While there is no specific fossil evidence of LUCA, it can be studied by comparing the genomes of its descendants, all organisms known to be living today. By this means, a 2016 study identified a set of 355 genes inferred to have been present in LUCA. This would imply it was already a complex life form with many co-adapted features, including transcription and translation mechanisms to convert information between DNA, RNA, and proteins.[2][3] However, some of those genes could have developed later and spread universally by horizontal gene transfer between archaea and bacteria.[4]

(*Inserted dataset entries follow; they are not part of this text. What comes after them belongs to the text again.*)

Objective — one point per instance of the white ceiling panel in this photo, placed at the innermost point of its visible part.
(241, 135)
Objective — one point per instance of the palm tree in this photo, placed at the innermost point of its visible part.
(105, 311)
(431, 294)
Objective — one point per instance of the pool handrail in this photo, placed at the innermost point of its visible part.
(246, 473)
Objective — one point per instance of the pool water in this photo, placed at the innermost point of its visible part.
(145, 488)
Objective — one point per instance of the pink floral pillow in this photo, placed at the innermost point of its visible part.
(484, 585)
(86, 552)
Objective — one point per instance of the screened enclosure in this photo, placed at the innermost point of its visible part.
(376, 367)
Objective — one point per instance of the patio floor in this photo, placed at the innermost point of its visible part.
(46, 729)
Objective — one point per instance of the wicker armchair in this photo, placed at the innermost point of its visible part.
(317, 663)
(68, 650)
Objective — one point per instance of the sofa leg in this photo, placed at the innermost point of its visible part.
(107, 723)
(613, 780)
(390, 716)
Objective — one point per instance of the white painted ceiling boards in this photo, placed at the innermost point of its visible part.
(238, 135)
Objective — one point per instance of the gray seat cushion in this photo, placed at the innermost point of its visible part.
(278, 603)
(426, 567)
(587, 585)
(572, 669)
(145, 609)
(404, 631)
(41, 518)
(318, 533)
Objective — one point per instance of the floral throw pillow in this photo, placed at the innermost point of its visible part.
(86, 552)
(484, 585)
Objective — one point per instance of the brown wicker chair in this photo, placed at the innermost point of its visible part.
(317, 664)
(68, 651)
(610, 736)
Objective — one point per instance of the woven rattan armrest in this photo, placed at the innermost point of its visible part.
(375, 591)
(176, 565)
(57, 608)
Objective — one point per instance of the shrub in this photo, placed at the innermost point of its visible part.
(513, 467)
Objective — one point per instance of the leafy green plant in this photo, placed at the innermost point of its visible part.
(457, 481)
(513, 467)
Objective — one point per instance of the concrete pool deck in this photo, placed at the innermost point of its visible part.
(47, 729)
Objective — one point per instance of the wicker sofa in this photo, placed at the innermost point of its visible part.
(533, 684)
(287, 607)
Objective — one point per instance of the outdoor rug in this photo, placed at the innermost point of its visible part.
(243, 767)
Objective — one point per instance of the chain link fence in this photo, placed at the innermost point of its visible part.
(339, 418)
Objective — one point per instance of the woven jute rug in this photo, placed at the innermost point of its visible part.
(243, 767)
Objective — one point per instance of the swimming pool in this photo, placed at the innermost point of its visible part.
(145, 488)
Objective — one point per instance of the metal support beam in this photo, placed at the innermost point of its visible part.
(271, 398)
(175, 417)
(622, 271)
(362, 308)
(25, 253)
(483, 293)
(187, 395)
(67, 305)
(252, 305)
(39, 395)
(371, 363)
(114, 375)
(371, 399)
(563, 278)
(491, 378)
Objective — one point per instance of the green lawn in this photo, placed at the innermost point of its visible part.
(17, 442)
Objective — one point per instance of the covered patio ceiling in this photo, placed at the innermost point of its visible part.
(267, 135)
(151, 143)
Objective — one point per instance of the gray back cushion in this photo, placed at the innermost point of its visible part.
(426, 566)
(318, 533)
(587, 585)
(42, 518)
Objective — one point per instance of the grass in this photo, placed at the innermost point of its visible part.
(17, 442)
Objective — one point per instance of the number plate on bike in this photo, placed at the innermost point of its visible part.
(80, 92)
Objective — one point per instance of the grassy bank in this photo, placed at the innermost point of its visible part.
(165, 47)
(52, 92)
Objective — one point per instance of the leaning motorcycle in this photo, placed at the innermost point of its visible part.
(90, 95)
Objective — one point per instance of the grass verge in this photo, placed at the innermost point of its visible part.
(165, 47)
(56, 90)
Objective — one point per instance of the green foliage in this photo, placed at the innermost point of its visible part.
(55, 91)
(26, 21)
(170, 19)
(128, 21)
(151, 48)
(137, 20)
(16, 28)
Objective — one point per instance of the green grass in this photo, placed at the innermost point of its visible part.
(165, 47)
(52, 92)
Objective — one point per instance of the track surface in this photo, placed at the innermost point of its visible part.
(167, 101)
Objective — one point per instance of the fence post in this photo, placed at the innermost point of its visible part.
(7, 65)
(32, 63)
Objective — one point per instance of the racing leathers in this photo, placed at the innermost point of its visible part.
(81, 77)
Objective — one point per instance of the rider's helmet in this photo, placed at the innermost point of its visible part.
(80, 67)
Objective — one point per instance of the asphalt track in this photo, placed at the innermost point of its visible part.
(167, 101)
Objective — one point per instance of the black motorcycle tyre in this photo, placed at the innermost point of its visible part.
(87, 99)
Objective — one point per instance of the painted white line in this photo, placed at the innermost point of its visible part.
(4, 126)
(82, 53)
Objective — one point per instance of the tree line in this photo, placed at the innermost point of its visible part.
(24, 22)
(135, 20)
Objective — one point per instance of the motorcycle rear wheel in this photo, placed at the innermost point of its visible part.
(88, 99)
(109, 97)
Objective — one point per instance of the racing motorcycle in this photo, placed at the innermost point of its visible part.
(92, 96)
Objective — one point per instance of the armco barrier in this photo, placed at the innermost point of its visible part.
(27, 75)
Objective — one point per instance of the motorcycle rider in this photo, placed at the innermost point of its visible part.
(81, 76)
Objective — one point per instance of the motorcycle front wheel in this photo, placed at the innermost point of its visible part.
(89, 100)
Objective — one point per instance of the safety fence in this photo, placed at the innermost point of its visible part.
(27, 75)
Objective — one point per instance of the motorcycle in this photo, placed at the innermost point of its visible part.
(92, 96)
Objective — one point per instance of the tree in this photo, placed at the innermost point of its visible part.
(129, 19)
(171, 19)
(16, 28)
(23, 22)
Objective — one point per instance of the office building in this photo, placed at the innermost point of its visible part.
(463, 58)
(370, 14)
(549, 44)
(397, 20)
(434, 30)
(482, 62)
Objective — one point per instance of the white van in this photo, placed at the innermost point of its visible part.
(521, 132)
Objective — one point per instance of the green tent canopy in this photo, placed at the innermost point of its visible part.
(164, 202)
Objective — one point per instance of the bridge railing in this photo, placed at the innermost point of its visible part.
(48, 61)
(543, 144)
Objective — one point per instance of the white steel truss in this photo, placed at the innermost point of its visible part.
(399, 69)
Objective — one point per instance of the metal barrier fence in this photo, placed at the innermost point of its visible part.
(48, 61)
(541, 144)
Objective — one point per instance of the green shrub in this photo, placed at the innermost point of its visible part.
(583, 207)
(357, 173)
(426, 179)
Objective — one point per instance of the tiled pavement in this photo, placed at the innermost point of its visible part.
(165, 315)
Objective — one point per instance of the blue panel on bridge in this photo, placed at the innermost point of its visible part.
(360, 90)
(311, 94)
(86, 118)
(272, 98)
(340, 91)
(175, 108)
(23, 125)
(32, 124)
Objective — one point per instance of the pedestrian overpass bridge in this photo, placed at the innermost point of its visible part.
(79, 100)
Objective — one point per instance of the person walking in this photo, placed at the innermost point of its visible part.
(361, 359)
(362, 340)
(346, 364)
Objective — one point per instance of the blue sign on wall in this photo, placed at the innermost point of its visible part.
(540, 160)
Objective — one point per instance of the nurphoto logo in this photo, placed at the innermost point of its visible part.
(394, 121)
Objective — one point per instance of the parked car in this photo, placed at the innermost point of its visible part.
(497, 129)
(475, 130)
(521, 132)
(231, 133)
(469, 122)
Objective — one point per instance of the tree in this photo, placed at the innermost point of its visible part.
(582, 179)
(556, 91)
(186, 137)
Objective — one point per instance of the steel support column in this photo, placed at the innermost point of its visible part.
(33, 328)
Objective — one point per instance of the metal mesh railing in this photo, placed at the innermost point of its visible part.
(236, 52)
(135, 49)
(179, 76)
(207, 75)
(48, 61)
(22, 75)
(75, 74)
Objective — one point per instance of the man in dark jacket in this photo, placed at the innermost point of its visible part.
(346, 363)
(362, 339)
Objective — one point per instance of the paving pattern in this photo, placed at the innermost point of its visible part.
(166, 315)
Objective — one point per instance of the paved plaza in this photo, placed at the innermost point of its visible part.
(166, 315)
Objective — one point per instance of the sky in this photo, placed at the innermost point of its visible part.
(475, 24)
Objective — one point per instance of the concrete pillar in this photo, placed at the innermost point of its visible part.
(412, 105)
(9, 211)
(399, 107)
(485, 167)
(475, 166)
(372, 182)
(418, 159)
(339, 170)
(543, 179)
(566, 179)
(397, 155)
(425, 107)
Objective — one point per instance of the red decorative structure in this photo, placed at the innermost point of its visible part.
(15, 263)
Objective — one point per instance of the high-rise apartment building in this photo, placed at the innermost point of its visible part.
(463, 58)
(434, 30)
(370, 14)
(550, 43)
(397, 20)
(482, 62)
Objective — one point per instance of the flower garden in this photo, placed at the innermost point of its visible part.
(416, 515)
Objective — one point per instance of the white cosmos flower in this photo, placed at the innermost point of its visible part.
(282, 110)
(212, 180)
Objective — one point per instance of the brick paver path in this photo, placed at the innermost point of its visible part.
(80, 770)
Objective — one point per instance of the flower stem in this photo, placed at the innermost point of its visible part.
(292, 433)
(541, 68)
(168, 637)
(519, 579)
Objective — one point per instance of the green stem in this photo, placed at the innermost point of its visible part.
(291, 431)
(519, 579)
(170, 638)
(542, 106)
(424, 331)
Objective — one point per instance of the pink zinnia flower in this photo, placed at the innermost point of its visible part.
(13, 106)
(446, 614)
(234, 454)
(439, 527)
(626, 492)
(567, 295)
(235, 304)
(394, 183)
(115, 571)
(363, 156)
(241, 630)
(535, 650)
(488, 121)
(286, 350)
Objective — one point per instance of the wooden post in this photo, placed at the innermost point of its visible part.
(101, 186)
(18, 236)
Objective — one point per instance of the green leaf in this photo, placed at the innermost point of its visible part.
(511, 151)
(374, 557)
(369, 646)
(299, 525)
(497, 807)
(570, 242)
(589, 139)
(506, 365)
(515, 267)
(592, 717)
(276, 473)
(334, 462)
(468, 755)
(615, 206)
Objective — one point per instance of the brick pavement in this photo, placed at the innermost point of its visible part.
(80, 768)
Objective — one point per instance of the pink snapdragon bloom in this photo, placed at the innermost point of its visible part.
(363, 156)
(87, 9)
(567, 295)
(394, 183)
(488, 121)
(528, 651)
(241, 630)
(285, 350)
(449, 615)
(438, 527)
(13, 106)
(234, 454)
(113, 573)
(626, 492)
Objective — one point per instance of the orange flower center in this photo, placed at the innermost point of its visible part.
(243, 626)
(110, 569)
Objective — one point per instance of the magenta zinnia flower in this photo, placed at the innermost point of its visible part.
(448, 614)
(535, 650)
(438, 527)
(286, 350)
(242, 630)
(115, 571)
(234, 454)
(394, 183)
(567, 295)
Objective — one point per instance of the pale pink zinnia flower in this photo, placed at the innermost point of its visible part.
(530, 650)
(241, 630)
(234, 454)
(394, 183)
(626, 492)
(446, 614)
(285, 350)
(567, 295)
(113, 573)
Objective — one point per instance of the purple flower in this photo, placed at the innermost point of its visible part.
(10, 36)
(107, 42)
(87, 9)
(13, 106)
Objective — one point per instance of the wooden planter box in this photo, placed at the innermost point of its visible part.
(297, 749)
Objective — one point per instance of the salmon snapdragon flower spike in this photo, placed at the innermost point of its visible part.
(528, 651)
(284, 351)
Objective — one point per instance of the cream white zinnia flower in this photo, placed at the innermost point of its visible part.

LUCA is estimated to have lived some 3.5 to 3.8 billion years ago in the Paleoarchean era,[5][6] a few hundred million years after the earliest evidence of life on Earth, for which there are several candidates. Microbial mat fossils have been found in 3.48 billion-year-old sandstone from Western Australia,[7][8] while biogenic graphite has been found in 3.7 billion-year-old metamorphized sedimentary rocks from Western Greenland.[9][10] Recent studies have tentatively proposed evidence of life as early as 4.28 billion years ago.[11][12][13]
Charles Darwin proposed the theory of universal common descent through an evolutionary process in his book On the Origin of Species in 1859, saying, "Therefore I should infer from analogy that probably all the organic beings which have ever lived on this earth have descended from some one primordial form, into which life was first breathed."[14] Later biologists have separated the problem of the origin of life from that of the LUCA.